New York’s editorial staff recently decided to form a union. What’s your stance on that?
It was a decision obviously made with a lot of deliberation and care, it’s what a lot of our staff wants, and I’m happy for them. I’m very conscious of how fortunate we are to work in a warm, generous, kind environment — and I will do everything I can to nurture that, to protect it. One thing I took from the announcement was how deeply our editorial staff cares about each other. That’s a beautiful thing.
You’re another white man assuming this role. How do you respond to the fact that some will find that news disappointing?
I understand that reaction. Part of me shares it. But I want the staff to know two things: The first is that I do not take this for granted in the slightest — by which I mean, the privilege of the new job, but also of my entire career. At so many crucial moments in my life people have taken a risk on me, and I want to make part of how I assess my own job performance how frequently and meaningfully I pay that forward. The second, related point is in last week’s Diversity Council meeting, we had an extended conversation about how the most effective way to move the needle on diversity hiring is for a strong, loud commitment to come from the very top of the masthead. I listened very carefully and plan to do exactly that.

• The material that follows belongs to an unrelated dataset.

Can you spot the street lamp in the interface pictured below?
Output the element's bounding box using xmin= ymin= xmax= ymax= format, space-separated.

You have some really interesting side hustles, some of which we have covered in our newsletter before. Can you tell us about some of the things you do when you’re not at New York?
I started a distillery with my friend from college, Colin, who is from Kentucky and had come home from a visit there with some moonshine. We started talking about buying a still and learning how to do it ourselves. The economy had just crashed. He worked at an architecture firm, I worked at a magazine. We both thought this might be a nice plan B if either industry collapses. But really, it started as a hobby and then it became a tiny business and then grew into a slightly larger and larger one. For about five years now, we have been based in the Brooklyn Navy Yard, with Colin now running the business full time. I’ve watched us evolve from a trendy new thing to a young but hopefully permanent New York City institution, and that’s what gives me the most pride. It has outlasted the moment and is part of the fabric of the Yard, the borough, the city.

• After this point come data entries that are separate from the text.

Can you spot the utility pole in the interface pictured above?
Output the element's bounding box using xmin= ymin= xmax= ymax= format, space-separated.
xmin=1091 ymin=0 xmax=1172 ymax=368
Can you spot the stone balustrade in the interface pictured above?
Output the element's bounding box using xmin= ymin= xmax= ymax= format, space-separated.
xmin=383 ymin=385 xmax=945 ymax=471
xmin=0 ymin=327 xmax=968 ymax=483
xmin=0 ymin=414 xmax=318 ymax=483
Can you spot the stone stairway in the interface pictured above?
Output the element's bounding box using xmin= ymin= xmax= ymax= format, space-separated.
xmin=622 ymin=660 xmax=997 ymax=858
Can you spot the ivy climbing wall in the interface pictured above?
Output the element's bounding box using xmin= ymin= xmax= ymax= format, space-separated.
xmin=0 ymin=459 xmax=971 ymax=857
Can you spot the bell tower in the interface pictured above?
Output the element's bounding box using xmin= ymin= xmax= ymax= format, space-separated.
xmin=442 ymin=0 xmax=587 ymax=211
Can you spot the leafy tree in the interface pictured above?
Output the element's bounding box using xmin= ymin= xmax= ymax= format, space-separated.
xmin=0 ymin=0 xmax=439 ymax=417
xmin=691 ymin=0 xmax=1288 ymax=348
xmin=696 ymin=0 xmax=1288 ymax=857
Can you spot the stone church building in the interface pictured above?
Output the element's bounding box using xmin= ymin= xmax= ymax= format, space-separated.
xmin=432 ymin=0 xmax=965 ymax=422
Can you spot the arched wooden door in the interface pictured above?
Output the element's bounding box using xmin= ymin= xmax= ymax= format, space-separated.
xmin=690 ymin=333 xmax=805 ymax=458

As for the ceramics, it’s been a wonderful part of my life for the past few years. It’s solitary, uncommercial, relatively non-intellectual, and does weird things with my brain, quieting some parts and lighting up others. In the 2016 primary cycle, I found myself on the wheel during many of the debates, and it was really nice to have my hands so full of clay that I couldn’t touch my phone. The debates were in the background, on NPR, and I could have my own night. To some extent it still functions in that way. It’s just a private other thing in my life that I take very seriously but not too seriously.
Do you have any final words for the New York staff?

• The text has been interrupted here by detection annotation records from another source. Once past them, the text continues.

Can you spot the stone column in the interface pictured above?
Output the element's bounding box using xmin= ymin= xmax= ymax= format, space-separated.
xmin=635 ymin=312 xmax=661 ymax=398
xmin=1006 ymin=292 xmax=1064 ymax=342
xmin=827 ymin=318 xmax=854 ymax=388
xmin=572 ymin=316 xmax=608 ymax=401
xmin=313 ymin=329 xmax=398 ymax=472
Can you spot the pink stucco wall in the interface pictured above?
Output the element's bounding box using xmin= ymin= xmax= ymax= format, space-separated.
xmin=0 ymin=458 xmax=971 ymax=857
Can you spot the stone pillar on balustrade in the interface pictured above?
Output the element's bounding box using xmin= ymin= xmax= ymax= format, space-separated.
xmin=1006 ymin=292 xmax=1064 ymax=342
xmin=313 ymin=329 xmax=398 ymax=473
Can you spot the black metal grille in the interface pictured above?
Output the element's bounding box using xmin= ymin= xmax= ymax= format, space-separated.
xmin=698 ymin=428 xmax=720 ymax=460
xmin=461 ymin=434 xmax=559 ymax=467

Don’t be afraid of change. Don’t let the insecurities of our industry freak you out. My entire magazine career has existed during a crisis in magazines. Of all industries — and of all news organizations — the future is our friend, even if it is also worrisome, because the future is our subject. It is our beat. The second thing I would say is: Remember how privileged we are to work at a place where everything — our editorial ambitions, our business model, the taste and standards of our owners — converges at the same place: a commitment to excellence. That is rare, it is frankly a scary amount of pressure, but it is gift that should energize all of us, always.